Peki, biz niye ‘The Walking Dead’ gibi zombilerden kaçan insanların hikâyelerini izliyoruz? Aslında bu soruyu ilk kez ben sormuyorum. Glenn Beck “Bir haftada 22 milyon insan neden bu diziyi izler?” diye sormuştu. Ben de ordan yola çıkarak, bu dizi bize neler anımsatıyor da izliyoruz diye düşünmeye başladım.
ESRA GEDİK
Ekranda, kıyamet sonrası dünya temalı pek çok diziye rastlıyoruz. Bu dizilerin bir kısmı “korku-gerilim” türündeyken, bazıları da mizah ve eğlence ağırlıklı: ‘iZombie’ ve ‘The Last Man on Earth’ gibi.

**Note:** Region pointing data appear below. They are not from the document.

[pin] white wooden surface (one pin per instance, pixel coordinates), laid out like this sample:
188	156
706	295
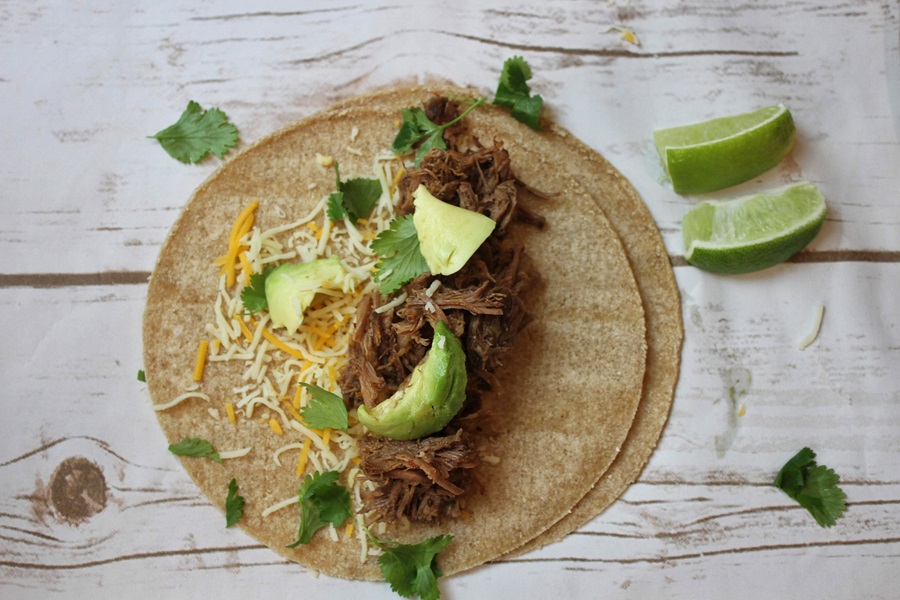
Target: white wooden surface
87	201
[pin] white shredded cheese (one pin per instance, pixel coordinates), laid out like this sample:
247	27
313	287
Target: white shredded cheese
809	338
228	454
392	304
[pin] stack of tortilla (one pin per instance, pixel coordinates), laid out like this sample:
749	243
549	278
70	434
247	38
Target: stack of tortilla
583	395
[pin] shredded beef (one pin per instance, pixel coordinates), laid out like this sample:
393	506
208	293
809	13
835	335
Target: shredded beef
482	305
419	479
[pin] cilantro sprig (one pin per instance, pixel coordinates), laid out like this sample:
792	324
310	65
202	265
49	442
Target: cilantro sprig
354	198
234	504
197	133
254	295
322	501
400	257
196	448
813	486
412	569
514	93
416	127
324	409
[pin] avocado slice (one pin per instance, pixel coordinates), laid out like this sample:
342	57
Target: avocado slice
291	287
448	235
430	398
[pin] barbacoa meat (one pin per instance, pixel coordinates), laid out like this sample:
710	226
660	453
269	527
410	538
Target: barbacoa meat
419	479
482	304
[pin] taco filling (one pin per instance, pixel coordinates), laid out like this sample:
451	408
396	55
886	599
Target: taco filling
482	304
501	360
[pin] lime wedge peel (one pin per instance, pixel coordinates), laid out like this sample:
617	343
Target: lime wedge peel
723	152
753	232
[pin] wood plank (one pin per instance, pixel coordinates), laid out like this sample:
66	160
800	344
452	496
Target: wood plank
691	65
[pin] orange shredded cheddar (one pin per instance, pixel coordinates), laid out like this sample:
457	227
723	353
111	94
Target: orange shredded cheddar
297	396
304	456
276	426
281	345
202	351
241	226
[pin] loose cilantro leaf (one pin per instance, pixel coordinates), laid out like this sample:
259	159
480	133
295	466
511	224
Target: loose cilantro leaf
197	133
416	126
401	260
196	447
322	501
412	569
354	198
254	295
234	505
813	486
324	409
514	93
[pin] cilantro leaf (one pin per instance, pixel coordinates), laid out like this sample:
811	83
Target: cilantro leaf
401	259
412	569
234	505
814	487
514	93
322	501
197	133
195	447
354	198
416	126
254	295
324	409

‘The Walking Dead’ ise yıllardır izlediğimiz kanlı, şiddeti bol, hayatta kalma mücadelesi olan bir dizi. Bu hafta, bu dizilere ‘Fear The Walking Dead’ de katıldı. Zombi salgınının nasıl başladığını ele alacak olan dizi, şimdiden ikinci sezon onayını aldı.

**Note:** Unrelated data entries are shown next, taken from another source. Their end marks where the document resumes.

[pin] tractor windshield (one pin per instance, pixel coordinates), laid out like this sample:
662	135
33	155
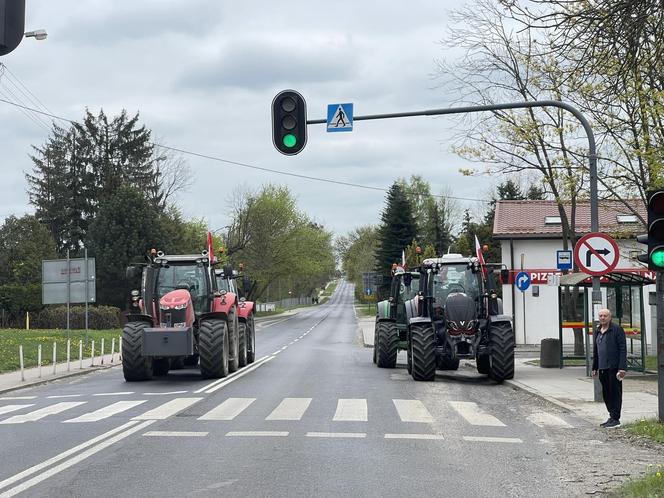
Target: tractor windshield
454	278
190	276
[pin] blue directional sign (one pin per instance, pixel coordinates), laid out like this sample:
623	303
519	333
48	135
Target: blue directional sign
339	117
564	260
522	281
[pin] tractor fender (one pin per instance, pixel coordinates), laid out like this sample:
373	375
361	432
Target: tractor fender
244	310
383	310
140	317
223	304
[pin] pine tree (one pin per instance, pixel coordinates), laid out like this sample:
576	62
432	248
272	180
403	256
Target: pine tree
397	230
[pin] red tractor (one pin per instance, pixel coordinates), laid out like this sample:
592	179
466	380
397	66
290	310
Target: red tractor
179	317
226	278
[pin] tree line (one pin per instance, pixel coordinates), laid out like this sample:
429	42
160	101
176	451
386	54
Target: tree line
102	185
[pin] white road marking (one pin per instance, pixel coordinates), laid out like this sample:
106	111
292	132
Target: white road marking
105	412
542	419
63	455
231	376
175	434
13	408
414	436
122	393
229	409
167	409
290	409
337	434
412	410
474	415
257	433
242	373
42	412
493	439
72	461
351	410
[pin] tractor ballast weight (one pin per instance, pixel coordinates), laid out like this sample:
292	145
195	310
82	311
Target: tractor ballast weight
178	317
457	315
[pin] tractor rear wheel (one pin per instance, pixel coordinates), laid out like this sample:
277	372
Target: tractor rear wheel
213	348
501	336
242	341
423	344
135	366
388	341
250	329
233	342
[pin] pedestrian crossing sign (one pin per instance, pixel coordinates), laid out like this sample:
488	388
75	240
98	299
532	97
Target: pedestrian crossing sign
339	117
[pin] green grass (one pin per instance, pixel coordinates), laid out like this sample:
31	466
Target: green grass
649	486
11	339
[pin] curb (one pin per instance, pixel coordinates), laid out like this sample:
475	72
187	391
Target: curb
64	375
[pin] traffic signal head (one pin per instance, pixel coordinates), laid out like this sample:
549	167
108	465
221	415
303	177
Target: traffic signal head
656	230
12	24
289	122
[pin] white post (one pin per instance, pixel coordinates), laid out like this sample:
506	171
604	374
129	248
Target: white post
39	359
20	359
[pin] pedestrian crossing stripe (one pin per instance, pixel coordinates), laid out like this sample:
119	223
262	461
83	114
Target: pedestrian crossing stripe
348	410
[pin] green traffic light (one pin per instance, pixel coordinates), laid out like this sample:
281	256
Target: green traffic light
289	140
657	257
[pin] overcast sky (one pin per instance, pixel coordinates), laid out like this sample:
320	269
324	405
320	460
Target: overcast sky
203	73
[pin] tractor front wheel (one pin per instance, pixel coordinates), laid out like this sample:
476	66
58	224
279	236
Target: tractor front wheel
213	348
423	344
135	366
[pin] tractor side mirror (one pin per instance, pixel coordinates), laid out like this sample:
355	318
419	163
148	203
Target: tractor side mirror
132	272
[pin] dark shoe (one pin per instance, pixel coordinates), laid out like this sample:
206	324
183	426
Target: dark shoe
612	424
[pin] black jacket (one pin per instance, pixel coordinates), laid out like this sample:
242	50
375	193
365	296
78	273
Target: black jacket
616	347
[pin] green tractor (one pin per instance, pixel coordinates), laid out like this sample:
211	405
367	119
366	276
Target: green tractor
391	329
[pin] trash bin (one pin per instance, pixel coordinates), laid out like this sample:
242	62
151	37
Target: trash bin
550	353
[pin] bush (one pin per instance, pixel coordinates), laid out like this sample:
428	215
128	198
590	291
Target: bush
99	317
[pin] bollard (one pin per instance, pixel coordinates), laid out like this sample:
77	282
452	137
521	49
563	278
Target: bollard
20	359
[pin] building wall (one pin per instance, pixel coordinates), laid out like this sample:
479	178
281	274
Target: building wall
540	313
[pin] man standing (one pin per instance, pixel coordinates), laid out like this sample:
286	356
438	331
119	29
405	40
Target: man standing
610	360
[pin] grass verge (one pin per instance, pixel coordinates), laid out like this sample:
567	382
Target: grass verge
11	339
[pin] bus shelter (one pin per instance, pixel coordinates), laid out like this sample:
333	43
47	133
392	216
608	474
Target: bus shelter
624	298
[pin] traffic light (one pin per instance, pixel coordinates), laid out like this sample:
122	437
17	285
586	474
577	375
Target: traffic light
655	236
289	122
12	24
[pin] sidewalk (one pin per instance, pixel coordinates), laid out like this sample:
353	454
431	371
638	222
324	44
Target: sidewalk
11	381
567	387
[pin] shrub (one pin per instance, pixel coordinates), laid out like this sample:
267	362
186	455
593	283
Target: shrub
99	317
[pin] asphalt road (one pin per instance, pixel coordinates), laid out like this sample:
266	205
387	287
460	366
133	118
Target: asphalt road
312	417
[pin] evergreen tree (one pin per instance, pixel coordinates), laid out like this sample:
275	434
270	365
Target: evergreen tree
397	230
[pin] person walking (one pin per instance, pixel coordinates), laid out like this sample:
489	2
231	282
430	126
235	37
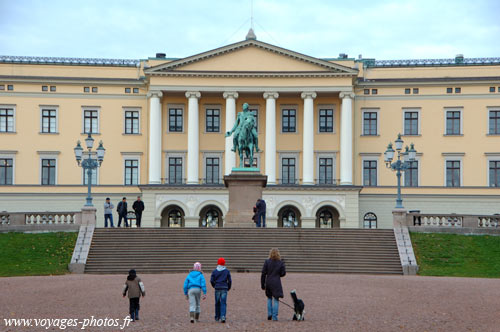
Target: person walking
221	282
135	288
138	207
270	281
122	212
108	213
193	286
261	213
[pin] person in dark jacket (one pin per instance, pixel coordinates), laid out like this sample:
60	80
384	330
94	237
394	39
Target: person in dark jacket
221	281
135	289
270	280
261	213
138	207
122	212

Peki, biz niye ‘The Walking Dead’ gibi zombilerden kaçan insanların hikâyelerini izliyoruz? Aslında bu soruyu ilk kez ben sormuyorum. Glenn Beck “Bir haftada 22 milyon insan neden bu diziyi izler?” diye sormuştu. Ben de ordan yola çıkarak, bu dizi bize neler anımsatıyor da izliyoruz diye düşünmeye başladım.
Dünya sona yaklaşıyor
Biliyoruz ki, dünya her zamankinden daha çok sona yakın. Nükleer patlamalar, kesilen ormanlar, azalan temiz su kaynakları, nesli tükenen hayvanlar, savaşlar, kutuplarda aç kalan ayılar, Hopa’daki sel felaketi... Son, umduğumuzdan daha da yakınımızda... Bu durum, insanların dinozorlar gibi yok olabileceği hissini her zamankinden daha fazla hissettiriyor artık. ‘The Walking Dead’ gibi diziler ise böyle olası bir sonda neler yaşanabileceğinin simülasyonları gibiler. Bu diziler sayesinde teoride her şeyi bilsek de, pratikte başarılı olabilecek miyiz? Sona hazır mısın ey dünyalı?

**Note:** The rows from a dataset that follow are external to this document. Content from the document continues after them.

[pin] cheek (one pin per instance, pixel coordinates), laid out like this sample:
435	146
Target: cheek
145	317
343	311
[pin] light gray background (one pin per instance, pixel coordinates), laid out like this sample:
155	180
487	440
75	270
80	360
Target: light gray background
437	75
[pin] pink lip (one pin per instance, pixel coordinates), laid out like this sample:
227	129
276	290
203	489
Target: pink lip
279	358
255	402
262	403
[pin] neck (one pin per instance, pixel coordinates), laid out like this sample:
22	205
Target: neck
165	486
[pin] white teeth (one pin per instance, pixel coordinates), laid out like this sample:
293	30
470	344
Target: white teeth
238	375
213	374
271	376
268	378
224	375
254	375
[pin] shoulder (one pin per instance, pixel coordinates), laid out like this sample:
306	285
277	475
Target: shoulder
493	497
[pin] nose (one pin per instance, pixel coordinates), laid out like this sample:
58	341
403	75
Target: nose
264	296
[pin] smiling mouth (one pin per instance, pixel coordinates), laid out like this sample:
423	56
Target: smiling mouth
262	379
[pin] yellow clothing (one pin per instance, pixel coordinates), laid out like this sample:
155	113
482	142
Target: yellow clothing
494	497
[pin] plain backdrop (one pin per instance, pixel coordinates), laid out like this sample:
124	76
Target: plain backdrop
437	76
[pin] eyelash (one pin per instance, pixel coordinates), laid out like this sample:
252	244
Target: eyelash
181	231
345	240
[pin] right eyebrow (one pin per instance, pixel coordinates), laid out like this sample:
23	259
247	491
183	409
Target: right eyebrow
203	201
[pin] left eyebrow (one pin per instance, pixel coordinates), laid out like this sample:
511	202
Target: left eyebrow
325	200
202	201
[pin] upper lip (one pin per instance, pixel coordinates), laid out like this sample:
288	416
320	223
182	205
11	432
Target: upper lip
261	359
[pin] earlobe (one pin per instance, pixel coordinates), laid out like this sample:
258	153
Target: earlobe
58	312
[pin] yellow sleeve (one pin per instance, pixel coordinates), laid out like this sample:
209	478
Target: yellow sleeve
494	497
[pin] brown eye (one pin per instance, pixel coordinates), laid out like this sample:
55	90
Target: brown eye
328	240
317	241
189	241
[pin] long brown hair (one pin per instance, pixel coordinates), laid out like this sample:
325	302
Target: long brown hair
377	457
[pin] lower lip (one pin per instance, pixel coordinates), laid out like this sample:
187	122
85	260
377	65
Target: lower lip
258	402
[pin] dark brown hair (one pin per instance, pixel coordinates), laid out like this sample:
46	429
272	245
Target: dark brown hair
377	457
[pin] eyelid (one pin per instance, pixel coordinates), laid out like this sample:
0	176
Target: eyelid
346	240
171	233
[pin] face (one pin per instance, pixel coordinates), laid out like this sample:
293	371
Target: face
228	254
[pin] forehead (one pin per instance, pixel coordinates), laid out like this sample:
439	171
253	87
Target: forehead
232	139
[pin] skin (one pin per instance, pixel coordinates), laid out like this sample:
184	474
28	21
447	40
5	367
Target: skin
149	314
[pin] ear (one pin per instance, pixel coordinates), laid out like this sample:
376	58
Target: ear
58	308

Devrim televizyondan yayınlanmayacak denir ya. Ancak yıllardır, savaşları, güvenli koltuklarımızda, patlamış mısır ve çekirdek eşliğinde izler olduk. Ölümler sadece istatistiki rakamlara dönüştüler. Bu diziler de bize aynı heyecanı ve aynı hissi yaşatıyor. Biliyoruz ki zombiler gerçek değil. Güvenli koltuklarımızda zombilerin kıyım yapması, içinde olmak zorunda olmadığımız bir atmosfer yaratıyor ve biz o adrenalini seviyoruz.
Bir günde o kadar çok şey yaşar olduk ki, içimizde bütün bu olup bitenleri koyacak yer kalmadı. Etrafımızdaki her insandan kuşku duymaya itildiğimiz günlerdeyiz. İdeolojik duruşumuz, etnik kimliğimiz, ismimizin çağrıştırdıkları, kıyafetlerimiz, hep birilerine ya da bir şeylere gönderide bulunuyormuş gibi... Bu durumda iki çift laf edip rahatlamak için ya terapistlere gider olduk, ya ‘kick box’a... Bu ikisini de yapamayan benim gibiler de ekranda zombilerin kafasını patlatan karakterleri izler oldu. İçimizde biriken öfkenin ve kızgınlığın bizim yerimize zombilerden çıkarılıyor olması, bir nebze de olsa rahatlatır oldu.
‘The Walking Dead’ gibi diziler, bakalım bizi nereye kadar rahatlatacak? Yoksa gerçekten “o” sona çok mu yaklaştık?